Multimedia information started receiving serious attention only about 20 years ago. It was that time that researchers started exploring how to deal with increasing volumes of multimedia document. The rise of search and mining of multimedia information grew in parallel to text search, but was slower in the early stages. In the last decade, it has accelerated to the stage where much of the new information being created is multimedia. Research in search and mining of multimedia contents has been intensifying over the last few years. The need for this technology has become essential, rather than just desirable, due to the volumes and diversity of information being created. Several factors have contributed to this surge in the volume of information and hence urgent need for research in multimedia search and mining. The first factor is the low-cost and widespread use of Internet and intelligent mobile devices. This allows most urban users to access, search and share media contents conveniently at any time and from any location. This gives rise to the second factor which is the popularity of media sharing services and mobile media apps.
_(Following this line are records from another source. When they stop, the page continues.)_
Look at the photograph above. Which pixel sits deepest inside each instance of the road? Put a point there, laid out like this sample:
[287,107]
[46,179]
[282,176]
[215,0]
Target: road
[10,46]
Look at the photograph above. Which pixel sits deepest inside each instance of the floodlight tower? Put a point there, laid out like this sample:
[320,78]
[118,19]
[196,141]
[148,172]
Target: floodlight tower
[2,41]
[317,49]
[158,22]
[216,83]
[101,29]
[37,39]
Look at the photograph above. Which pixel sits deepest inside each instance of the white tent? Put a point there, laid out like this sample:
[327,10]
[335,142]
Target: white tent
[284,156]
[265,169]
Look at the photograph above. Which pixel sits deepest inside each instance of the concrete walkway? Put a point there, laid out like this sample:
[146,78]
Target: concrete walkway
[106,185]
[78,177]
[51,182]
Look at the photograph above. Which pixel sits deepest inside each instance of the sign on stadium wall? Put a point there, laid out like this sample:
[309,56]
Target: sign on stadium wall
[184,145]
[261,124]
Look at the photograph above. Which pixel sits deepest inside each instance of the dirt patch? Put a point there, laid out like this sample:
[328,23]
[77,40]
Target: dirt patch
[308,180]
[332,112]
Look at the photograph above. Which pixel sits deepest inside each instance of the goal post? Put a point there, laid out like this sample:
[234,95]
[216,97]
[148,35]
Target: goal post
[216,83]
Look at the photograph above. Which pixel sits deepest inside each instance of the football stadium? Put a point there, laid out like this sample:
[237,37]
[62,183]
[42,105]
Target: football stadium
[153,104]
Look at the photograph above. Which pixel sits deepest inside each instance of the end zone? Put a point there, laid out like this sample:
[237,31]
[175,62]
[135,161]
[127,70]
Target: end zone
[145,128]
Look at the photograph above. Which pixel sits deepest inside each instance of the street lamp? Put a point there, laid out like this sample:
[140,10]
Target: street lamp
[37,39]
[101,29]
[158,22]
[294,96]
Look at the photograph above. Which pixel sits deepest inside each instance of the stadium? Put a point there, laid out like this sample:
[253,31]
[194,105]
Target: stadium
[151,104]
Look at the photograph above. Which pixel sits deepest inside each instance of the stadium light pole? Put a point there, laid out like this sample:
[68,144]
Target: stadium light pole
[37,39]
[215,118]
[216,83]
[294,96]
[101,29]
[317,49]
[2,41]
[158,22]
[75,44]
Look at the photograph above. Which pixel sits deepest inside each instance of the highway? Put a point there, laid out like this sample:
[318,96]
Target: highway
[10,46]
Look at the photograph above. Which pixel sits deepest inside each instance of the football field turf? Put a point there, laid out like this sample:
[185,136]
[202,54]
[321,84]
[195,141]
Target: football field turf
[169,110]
People are now sharing a huge amount of multimedia contents on the social network sites, though primarily on their personal activities, but increasingly include social events, social commentaries, and informational contents such as the “howto” videos. This offers a huge repository of multimedia and social contents that permits a wide variety of knowledge to be extracted to facilitate better media search, recommendation and social analysis applications. The third factor for the surge in media research is due to the maturity and success of some media technologies for internet applications. This includes media indexing, search, duplicate detection and recommendation techniques, which are adopted in many large-scale public search engines, media social sharing sites and online shopping sites. These partial successes motivated further research in internet media applications.
As a result of the above three factors, active research has gone beyond the traditional areas of media content analysis and search, to the new topics motivated by the emergence of social media and mobile devices. These include research on social media analysis and mining, techniques for Web-scale media indexing and sharing, personalization and recommendations, as well as new user interface and interaction techniques to meet the need of social mobile media applications. These ii works are currently reported in diverse forums, such as the latest conference proceedings and journals, and are not easily accessible and comprehensible to most people. There was an urgent need to bring together this variety of research into a single complied volume.
This is therefore a long awaited eBook that addresses a comprehensive range of modern topics in search and mining of multimedia contents over the internet. It organizes both the traditional as well as social media research topics into a structure suitable for both researchers and practitioners in the field. It will be of great benefits to the community as a useful guide for latest research and practices in this exciting emerging field. To make it useful and authoritative, this collection is edited by three very active researchers in the field who are expert in different aspects of multimedia search and mining. I believe that this eBook will be very useful to researchers in the field to find all relevant information at one place and thus be a strong reference source.